The Infosys story started to unravel in recent quarters almost as fast as it had developed. There were many troubling signs, such as missed targets quarter after quarter until the company altogether stopped the practice of giving out quarterly forecasts last year. Revenues slowed and operating profits shrank until, astonishingly, Infosys was underperforming its industry peers. This April, after yet another desultory quarterly results announcement, its stock price fell precipitously to a 10-year low. Fresh campus hires who were given Infosys offer letters a year ago were kept waiting several quarters without joining dates.

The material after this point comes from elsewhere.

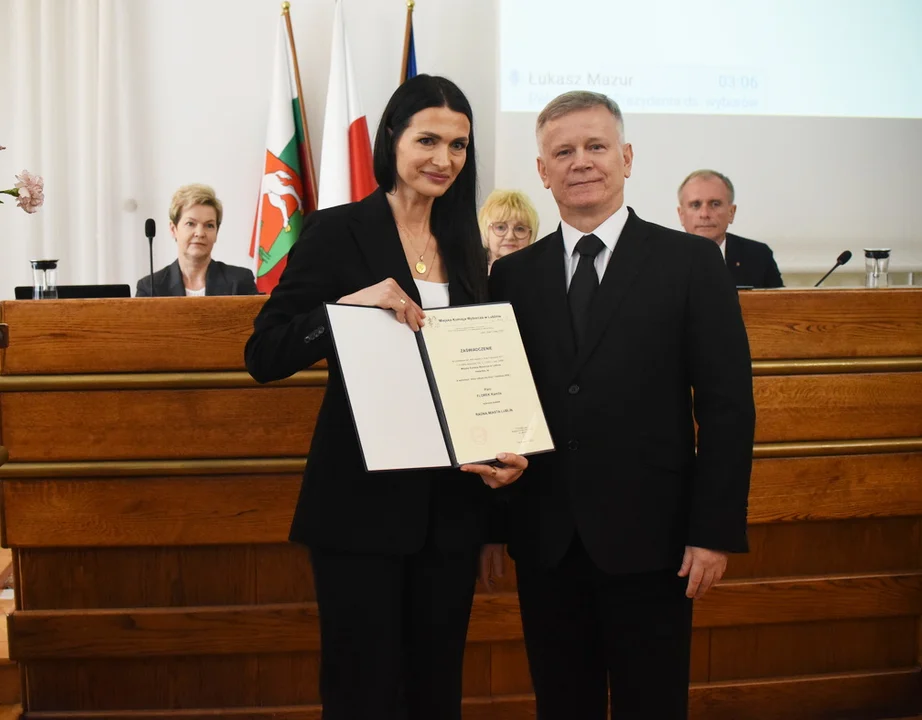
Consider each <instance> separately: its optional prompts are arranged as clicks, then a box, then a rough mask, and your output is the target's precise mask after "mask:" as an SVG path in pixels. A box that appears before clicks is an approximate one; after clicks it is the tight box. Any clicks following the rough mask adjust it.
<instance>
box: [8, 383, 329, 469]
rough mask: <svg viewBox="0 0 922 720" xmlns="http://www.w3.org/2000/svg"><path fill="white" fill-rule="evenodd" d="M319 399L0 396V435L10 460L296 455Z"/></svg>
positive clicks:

The company slid to number three in the Indian IT rankings, overtaken by virtual newcomer Cognizant Technologies, a dozen years its industry junior. This year, Infosys expects to grow at a 6-10 per cent rate, lagging behind the industry's forecast of 12-14 per cent growth rate.
Desperate situations warrant drastic fixes, and on June 1 came the stunning announcement. Its principal founder, billionaire Narayana Murthy, had pulled himself out of retirement and was rushing to its rescue. A full 11 years after he relinquished an executive role in the company, Murthy was back in the saddle as executive chairman, replacing banking legend K V Kamath, who had been appointed non-executive chairman with much fanfare just a couple of years ago. Returning alongside Murthy was his son, Rohan, 30, a computer science PhD with degrees from Cornell and Harvard, as his executive assistant, to make him "more effective".